Das Zimmer wurde erfüllt von der kräftigen Stimme Marlene Dietrichs, eine Platte, die sich in einem uraltem Plattenspieler drehte.

Vor der Kaserne, vor dem großen Tor…“, sang sie mit.

„Wen meinen Sie?“ Ich runzelte die Stirn.

„Na, Ihren Verehrer, diesen…Sandor!“, half sie mir auf die Sprünge.

„Sandro“, korrigierte ich. „Nun, ich habe ihm angerufen…“ Irgendwie verstand ich ihr Interesse daran nicht. Ihre Reaktion auf den sogenannten Liebesbrief, ja ihr ganzes Interesse an Sandro und mir war wirklich sehr merkwürdig. Für eine Frau ihres Alters.

„Und?“

„Ich weiß nicht“, sagte ich und versuchte meine Stimme so beiläufig wie nur möglich klingen zu lassen um das Thema nicht all zu vertiefen.

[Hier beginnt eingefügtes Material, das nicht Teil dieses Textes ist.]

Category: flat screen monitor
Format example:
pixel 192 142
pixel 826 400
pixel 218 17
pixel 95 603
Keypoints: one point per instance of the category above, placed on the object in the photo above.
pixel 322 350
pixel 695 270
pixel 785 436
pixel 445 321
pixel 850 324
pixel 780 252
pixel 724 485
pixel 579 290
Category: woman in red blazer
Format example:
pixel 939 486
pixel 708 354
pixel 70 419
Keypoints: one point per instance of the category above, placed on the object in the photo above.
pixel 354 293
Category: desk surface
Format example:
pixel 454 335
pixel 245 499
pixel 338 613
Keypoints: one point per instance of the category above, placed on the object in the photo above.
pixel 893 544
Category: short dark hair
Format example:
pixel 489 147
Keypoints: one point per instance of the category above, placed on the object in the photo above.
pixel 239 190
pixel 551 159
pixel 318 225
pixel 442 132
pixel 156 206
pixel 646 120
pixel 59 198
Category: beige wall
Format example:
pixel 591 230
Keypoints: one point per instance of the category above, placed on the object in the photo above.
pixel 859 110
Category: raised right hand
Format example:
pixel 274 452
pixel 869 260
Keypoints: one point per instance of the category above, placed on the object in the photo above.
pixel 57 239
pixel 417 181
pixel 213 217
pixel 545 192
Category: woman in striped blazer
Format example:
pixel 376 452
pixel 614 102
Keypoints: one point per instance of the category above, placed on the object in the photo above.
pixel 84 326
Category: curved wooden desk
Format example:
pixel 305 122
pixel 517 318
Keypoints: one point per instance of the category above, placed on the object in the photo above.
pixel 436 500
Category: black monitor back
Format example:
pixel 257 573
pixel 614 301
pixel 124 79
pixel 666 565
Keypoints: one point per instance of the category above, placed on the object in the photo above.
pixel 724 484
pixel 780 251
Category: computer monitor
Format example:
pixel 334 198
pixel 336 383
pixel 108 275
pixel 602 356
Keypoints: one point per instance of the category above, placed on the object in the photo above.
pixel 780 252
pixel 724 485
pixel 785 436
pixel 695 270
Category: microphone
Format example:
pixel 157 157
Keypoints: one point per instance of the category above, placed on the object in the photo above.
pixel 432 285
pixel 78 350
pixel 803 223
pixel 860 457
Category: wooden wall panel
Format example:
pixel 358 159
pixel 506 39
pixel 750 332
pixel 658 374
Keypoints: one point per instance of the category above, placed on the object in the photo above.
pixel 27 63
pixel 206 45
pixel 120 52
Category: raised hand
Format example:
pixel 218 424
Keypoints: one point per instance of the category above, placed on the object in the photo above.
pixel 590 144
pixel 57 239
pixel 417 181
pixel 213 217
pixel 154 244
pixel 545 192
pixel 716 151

„Gott der Liebe mit vier Buchstaben“, murmelte sie in ihr Rätsel vertieft.

„Amor, glaube ich. Oder Eros? Kein Ahnung“, brummte ich. „Hier. Die Broschüre.“ Ich blätterte das Faltblatt auf und legte es neben ihr Kreuzworträtsel. „Da ist ein Stundenplan mit allen Freizeitaktivitäten, die es gibt. Wir haben noch viel mehr im Angebot außer Häkeln“, sagte ich nicht ohne Stolz.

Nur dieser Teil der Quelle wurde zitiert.